Thanks a Million, Mom

On my first Mother’s Day as a mom I wrote something for my mother about all the little things I never realized I should thank her for until I had my own child. After having spent the last year caring for another infant those words still ring so true that I thought I’d re-post them:

Over the years I’ve thanked my mother again and again for all the support she’s given me in life, for all the chorus and band recitals she sat through, for the birthdays and holidays she made special, for pushing me to be my best, for allowing me to do more and be more and experience more than she was allowed to do and be and experience as a kid.

But until this past year, I never knew enough to thank her for the less noticeable “mom” stuff, the stuff I don’t remember or couldn’t understand until I experienced it firsthand.

So thank you, Mom, for enduring the anxiety and discomfort of pregnancy, and the pain and uncertainty and exhilaration and terror of labor, to bring me into the world. Thank you for all the nights you got up from your bed to come to mine and soothe me back to sleep. Thank you for the million tiny prayers you sent up on my behalf, every day, even now, whenever you read or saw something about a child being sick or lost or hurt or, God forbid, killed. Thank you for all the times you surrendered yourself into fits of silliness, making funny faces and blowing raspberries on my tummy and dancing around the living room to make me giggle.

Thank you for wondering “Is this right? Am I doing okay?” about a thousand times in quiet moments right before you fell asleep at night. Thank you for overcoming your frustrations when I was clingy or whiny or overtired or sick to keep caring for me with tenderness even when you felt like your mother’s deep well of tenderness had surely run dry. Thanks for putting up with every diaper change I squirmed through, every bit of food I threw at you, and every time I spit up on a clean shirt you’d just put on.

Thank you for giving up your free time, surrendering your privacy, and setting aside some of the dreams you had as a woman to make room for all the new dreams you carried as a mother. Thank you for all the warm baths and bottles, all the practicing you did with me to say “Dada” and “Mama” and “milk.” Thank you for holding onto my chubby fingers and helping me take my first steps. Thank you for all the hugs and kisses and smiles you showered me with in that first year, and know that those tiny acts of love created the foundation of love and independence and happiness on which I built my life.

Mom, I always appreciated you as a mother but I couldn’t fully understand who you are — who you’ve been — to me until now. Now I get it. Now I realize that all those years when you hinted and asked and practically begged me to tell you whether I was ever going to “start a family,” it wasn’t because you merely wanted to be a grandma. It was because you desperately, secretly wished for me to experience the same blessings of being a mom that you’ve experienced.

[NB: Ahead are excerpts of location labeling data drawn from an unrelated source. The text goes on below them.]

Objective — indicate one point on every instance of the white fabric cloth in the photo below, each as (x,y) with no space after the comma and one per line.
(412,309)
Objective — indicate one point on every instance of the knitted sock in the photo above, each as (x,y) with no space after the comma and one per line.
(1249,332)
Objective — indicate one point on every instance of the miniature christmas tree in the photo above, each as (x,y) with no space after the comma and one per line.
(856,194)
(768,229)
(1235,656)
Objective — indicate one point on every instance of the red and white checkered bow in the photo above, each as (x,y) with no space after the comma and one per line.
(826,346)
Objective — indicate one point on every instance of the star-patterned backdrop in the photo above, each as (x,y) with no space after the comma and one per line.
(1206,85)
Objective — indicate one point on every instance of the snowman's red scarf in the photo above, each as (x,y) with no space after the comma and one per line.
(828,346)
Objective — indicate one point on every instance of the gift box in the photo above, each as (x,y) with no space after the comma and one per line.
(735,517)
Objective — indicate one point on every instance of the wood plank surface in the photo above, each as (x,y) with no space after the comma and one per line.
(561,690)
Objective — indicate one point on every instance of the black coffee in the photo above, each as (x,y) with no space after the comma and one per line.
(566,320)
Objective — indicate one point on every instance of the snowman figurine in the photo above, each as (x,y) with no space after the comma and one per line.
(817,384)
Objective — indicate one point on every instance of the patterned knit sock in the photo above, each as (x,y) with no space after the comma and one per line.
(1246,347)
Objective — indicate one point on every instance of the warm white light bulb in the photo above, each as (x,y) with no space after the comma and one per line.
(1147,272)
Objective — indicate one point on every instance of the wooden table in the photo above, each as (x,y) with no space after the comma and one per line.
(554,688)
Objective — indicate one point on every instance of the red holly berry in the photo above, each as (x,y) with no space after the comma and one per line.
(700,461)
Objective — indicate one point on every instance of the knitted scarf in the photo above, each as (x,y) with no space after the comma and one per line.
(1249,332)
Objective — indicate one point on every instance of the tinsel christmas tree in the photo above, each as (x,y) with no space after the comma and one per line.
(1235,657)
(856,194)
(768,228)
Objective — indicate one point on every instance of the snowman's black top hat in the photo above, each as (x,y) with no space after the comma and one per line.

I’ve learned this past year that parenthood sucks up your time and money and patience, but in their place it leaves this warmth and richness that is quite indescribable until you feel it yourself, from the bottom of your heart to the top of your soul. I hope when I was a baby, and a child, and perhaps even now, I added some of that warmth and richness to your heart, Mom. It’s the least I could do, for all you gave to me.


And because I am now mothering two children, I have a few more “thank yous” to add:

Thank you, Mom, for my siblings. Thank you for finding within yourself the ability to love all of us equally yet differently. And thank you for instilling in us respect for and allegiance to one another.

Thank you for working so hard to put food on the table for every meal, every day, even when it was met with complaints or downright refusal to eat it. And thank you for all those times you found yourself on your hands and knees picking up the food that was so carelessly dropped, spilled or thrown.

Thank you for enduring the exhaustion that comes with caring for more than one child in diapers. Thank you for all the juggling and cross-checking that took place just to get us out the door, or into bed. Thank you for dealing with all the extra splashing and water and chaos that comes with bathing two children at the same time.

Thanks for folding laundry at midnight because that was the only free time you had to do it. And thanks for giving up whatever it was you would have liked to do with that precious free time in favor of making sure your kids had clean clothes to wear the next day.

Thank you for bearing the days when the whining and fussing of multiple children seemed enough to send you running for the hills. Thank you for the sacrifices you made to be home with us as much as you could be, even in those tiny secret moments when you wished to be somewhere — anywhere — else.

Thank you for forcing us to share, but for never making us feel like there wasn’t enough of you to go around.

Thank you, Mom, especially for the laughter, the love and the lullabyes.

Something tells me I’ll have more to add to this list every year. Happy Mother’s Day to every mom out there — but mostly to mine.